Union Burying Ground
11. Union Burying Ground
(Woody Guthrie/Woody Guthrie Publications, Inc., BMI)

Track 11 – Union Burying Ground (MASTER MA 77)
By the fall of 1940, Guthrie was established in New York City. He was singing with the Almanacs, appearing regularly on CBS radio, either on Alan Lomax’s School of the Air or
on Norman Corwin’s weekly programs. Beyond the Almanacs, he had a widening circle of friends, including Huddie and Martha Ledbetter, and three fugitives from Harlan and Bell Counties, Kentucky: “Aunt Molly” Jackson, and her half-siblings, Jim Garland and Sarah Ogan. The three of them had been run out of Harlan where they had sought to organize for the United Mine Workers at the risk of their lives. (Not for nothing had Harlan been tagged “Bloody Harlan.”)

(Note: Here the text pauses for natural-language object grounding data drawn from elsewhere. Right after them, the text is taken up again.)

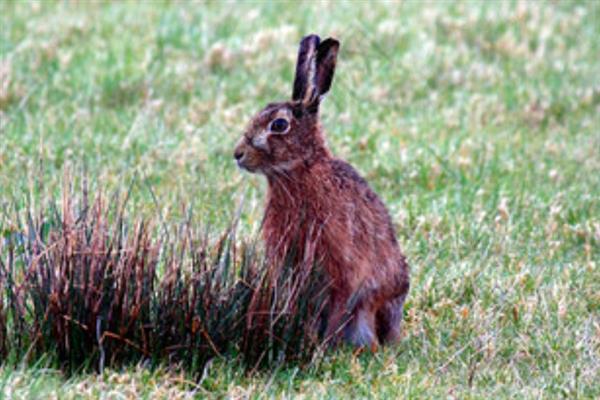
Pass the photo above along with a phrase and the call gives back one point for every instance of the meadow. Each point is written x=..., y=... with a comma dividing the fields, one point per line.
x=476, y=122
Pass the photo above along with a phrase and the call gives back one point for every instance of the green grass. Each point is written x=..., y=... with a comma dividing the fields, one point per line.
x=476, y=122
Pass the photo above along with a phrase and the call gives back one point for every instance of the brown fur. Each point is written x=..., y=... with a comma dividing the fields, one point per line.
x=321, y=208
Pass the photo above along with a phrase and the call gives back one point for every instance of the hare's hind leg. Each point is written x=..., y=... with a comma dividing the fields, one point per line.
x=389, y=320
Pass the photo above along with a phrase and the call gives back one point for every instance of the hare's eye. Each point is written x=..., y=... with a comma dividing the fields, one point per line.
x=279, y=125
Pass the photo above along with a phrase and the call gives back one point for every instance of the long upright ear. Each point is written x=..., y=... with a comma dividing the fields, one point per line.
x=326, y=59
x=304, y=82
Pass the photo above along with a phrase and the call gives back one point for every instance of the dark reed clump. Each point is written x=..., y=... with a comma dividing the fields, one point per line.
x=92, y=287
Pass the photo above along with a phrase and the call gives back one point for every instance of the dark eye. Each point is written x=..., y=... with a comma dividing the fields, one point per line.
x=279, y=125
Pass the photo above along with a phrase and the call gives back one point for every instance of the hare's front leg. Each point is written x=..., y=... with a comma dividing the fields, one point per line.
x=360, y=331
x=389, y=320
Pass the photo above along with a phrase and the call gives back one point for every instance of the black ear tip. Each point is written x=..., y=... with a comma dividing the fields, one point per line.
x=330, y=43
x=310, y=38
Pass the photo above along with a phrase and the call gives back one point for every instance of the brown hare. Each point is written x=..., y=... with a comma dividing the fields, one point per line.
x=320, y=207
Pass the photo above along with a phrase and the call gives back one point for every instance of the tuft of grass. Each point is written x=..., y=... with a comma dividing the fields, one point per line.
x=91, y=287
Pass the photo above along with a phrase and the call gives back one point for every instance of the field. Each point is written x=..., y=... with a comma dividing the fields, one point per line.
x=476, y=122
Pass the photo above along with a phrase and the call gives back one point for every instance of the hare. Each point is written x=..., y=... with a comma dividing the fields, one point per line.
x=324, y=209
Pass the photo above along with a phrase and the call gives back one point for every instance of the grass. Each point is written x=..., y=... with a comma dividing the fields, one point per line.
x=476, y=122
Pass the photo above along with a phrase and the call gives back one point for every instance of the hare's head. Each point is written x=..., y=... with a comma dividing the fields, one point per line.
x=286, y=135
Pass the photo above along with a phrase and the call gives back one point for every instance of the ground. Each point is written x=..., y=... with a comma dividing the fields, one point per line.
x=476, y=122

From Aunt Molly, Garland, and Sarah Ogan – with whom Guthrie had an intimate relationship – Guthrie learned of the difficulties of union organizing in eastern Kentucky, and the very real human costs. “Aunt Molly would sing us an hour or two of Bloody Harlan County, songs of organizing the coal miners to beat the thugs of old Sheriff Blair.” Sarah, Guthrie continued in his small collections of American Folksong (New York: Oak Publications, 1961, pp. 10-12) “told us how the deputy sheriff caught her in the dark of night stealing a sack of coal of the mine dump. He pulled his pistol and said that he would shoot her if he caught her there stealing coal again. Sarah said, Oil your pistol up good, Mister Deputy, I’ll be right here on this dump tomorrow night carrying home a sack to keep my kids from freezing…. And then I said, yes, Sarah, you are fighting the people I hate, the sicknesses that we all hate, the causers and the carriers of the worst of all wordly [worldly?] illnesses, this profit system to feed the monopoly machine that is choking every solitary one of us.”

“Union Burying Ground” was the result.